To the men who move only in dimly-lit halls
And determine my future for me
And I don’t, I don’t know who to believe
I’ll get back to you someday soon you will see
If I know only one thing
It’s that every thing that I see
Of the world outside is so inconceivable
Often I barely can speak
Yeah I’m tongue tied and dizzy
And I can’t keep it to myself
What good is it to sing helplessness blues?
Why should I wait for anyone else?
And I know, I know you will keep me on the shelf
I’ll come back to you someday soon myself
If I had an orchard
I’d work till I’m raw
If i had an orchard
I’d work till I’m sore
And you would wait tables
And soon run the store
Gold hair in the sunlight
My light in the dawn
If I had an orchard
I’d work till I’m sore
If I had an orchard
I’d work till I’m sore
Someday I’ll be
Like the man on the screen
I have been stuck on this song for the last month or so. What I find awesome was that I completely disagree with my review on the song (and my review of the Fleet Foxes) album.

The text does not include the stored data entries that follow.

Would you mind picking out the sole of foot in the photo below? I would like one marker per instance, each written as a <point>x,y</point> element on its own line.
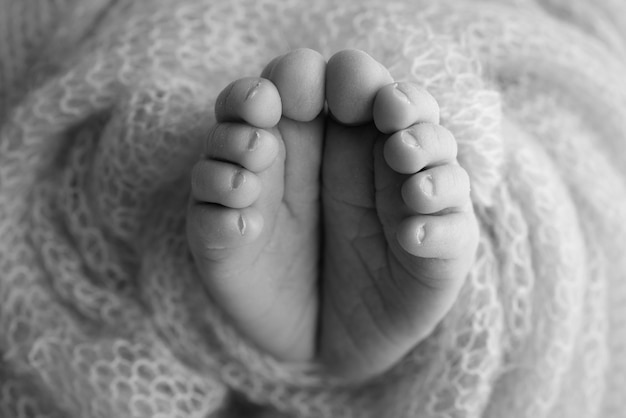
<point>400,232</point>
<point>253,222</point>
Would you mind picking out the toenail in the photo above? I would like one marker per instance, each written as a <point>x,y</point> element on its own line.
<point>401,94</point>
<point>241,224</point>
<point>238,180</point>
<point>253,91</point>
<point>420,233</point>
<point>427,186</point>
<point>254,141</point>
<point>409,139</point>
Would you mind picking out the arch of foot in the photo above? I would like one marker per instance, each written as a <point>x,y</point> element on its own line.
<point>526,211</point>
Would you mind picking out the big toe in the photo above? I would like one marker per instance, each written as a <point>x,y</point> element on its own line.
<point>353,79</point>
<point>299,77</point>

It’s not that I am wrong (or that I think that I am wrong) but rather the song has amassed a meaning beyond that of a single narrative and yet carries enough weight with it to be, in my opinion one of the best songs of the year.

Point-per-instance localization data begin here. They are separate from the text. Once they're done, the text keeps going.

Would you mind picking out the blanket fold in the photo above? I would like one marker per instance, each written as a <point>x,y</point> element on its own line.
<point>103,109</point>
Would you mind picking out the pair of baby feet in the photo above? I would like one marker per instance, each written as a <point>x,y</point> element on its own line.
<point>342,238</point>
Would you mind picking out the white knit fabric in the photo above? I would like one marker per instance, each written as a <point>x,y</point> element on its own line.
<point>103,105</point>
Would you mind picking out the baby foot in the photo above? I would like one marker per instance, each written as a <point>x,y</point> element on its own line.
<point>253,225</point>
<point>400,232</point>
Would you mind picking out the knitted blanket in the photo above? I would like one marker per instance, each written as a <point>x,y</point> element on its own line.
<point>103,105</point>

After seeing the Fleet Foxes at Pitchfork Music Festival this summer and re-inspiring my desire to listen to their latest album, it’s made some inroads up the Zimmermann Notes charts as one of the best of the year. I complained in my earlier review about it’s lack of politics or social pursuits and I believe that my review shortchanged this just a bit.
As of late, it has been the Occupy Wall Street movement that made me refocus how this music will have a lasting effect as its title track is chilling as it explores the impetus of the generation making their case against the world.
I posted the lyrics as a whole because I think they need to be recited. Part of me listens to the first three stanzas of what has been written as Generation Y’s prelude to Occupy Wall Street.
However, it’s more this innate desire to return humanity to a more natural state but also a call to action. It tilts the emotional scales with its beauty providing a sense of purpose and understanding for those that feel trapped in similar scenarios. The generation that distrusted corporations at the same time lives off corporations has to try to balance out the inequities of life and reevaluate their own. We hear the protagonist wish to work the land, to work in an orchard, creating their own fruits of their labor, feeling a sense of accomplishment and still able to appreciate the beauty in the world (‘gold hair in the sunlight’).
‘Helplessness Blues’ is a timeless treasure, one that will be redefined in my head for different causes and events, but a song that should be examined for it’s depth for the era that we are living in now.